Kenyans are now likely to pay their utility bills or even withdraw their monthly salaries via the phone, avoiding the ATMs and queues at the bank. Faced with this new reality, lenders are now compelled to review the way they do their business.
And just as the disruptive taxi service Uber has challenged traditional operators in Kenya and other parts of the world, increasing use of mobile banking services is forcing lenders to innovate.
Equity Group Chief Executive, James Mwangi said last week that the lender’s mobile banking transactions increased by about 1,000 per cent to 151 million in 2015, while its agency banking transactions went up by 35 per cent to 51.3 million transactions during the period. These are massive figures by any standards.
“The battle is no longer physical. The battle is now virtual. We are now starting to retire the brick and mortar of the bank to concentrate on digital,” Mr Mwangi said when the lender released its 2015 full year profits.
Central Bank of Kenya Governor Patrick Njoroge has also called on banks to innovate or suffer the consequences of failing to read signs of the time.
Mr Mwangi said more customers transacted on the lender’s Equitel mobile platform unveiled in August last year than those who conducted their businesses in the bank’s branches.
“I.9 million customers applied loans from phones and a paltry 533,000 applied physically in 2015,” Mr Mwangi said.
In 2015 the lender’s ATM transactions reduced by 6 per cent during the period to 30.4 million transactions.
A similar phenomenon has also been reported by KCB in the last year. The lender’s chief executive Joshua Oigara says that mobile and agency banking is driving most of the transaction volumes with about 70 per cent of transactions driven by different mobile channels. “If you talk about ten transactions we have seven of the transactions in there comprised mobile and agency banking,” Mr Oigara said recently when he announced KCB’s 2015 full year financial results.
Mr Oigara said KCB Group and Safaricom’s mobile banking product (KCB MPESA) launched in March 2015 issued loans worth Sh7 billion in 10 months.

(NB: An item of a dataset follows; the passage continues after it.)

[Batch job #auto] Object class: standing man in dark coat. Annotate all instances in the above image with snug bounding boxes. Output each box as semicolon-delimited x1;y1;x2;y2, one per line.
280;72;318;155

He added that 98 per cent of the loans are repaid, with 50 per cent of the borrowers coming back to borrow more.
“The trend we have seen is that most customers borrow in the morning and return the money in the evening same day despite the loans being offered with a repayment period ranging from one month to six months,” Mr Oigara said.
The bank’s mobile credit facilities, which range from Sh50 to Sh1 million, are sent instantly to customers’ mobile phones enhancing convenience for users. And in the wake of the recent trends analysts now project that smartphones could in a few years replace brick-and-mortar banks.
And while banking is witnessing a remarkable shift thanks to technology, analysts are not completely sold to the idea that bank branches in Kenya are at the risk of disappearing.
“I think there will always be demand for bank branches but I predict this will morph into niche’ branches. High-end bank branches and maybe much smaller Kiosk-type models. The age of bank branches is not over but the new normal is exhibiting explosive growth,” says financial analyst Ali Khan Satchu.
He adds that Kenyan lenders recognize this change and are starting to invest more in mobile efforts.
“You can see from CBA, from KCB and from Equity that banks are already embracing the mobile model. There is an early mover advantage and these Banks appear to be in the lead,” Mr Khan explains.
Mr Satchu’s sentiments are backed by Sterling Capital analyst John Kirimi. “Bank branches will have a role in banking albeit different from the the ones they play currently. They may be reduced but they will not disappear completely,” he said.
Indeed banks have in the last few years rushed to partner with mobile including Safaricom, Airtel and Orange operators for their mobile money services.
In March last year, Commercial Bank of Africa (CBA) signed up its tenth million customer, making it one Kenya’s biggest bank by customer numbers. The milestone was boosted by Safaricom’s mobile banking savings and loans account, M-Shwari. M-Shwari offers customers a platform to save money on their mobile phones and later borrow loans that are repayable within a month.
And last month, Barclays launched a mobile card payment solution becoming the latest firm to push into the space for proximity payments.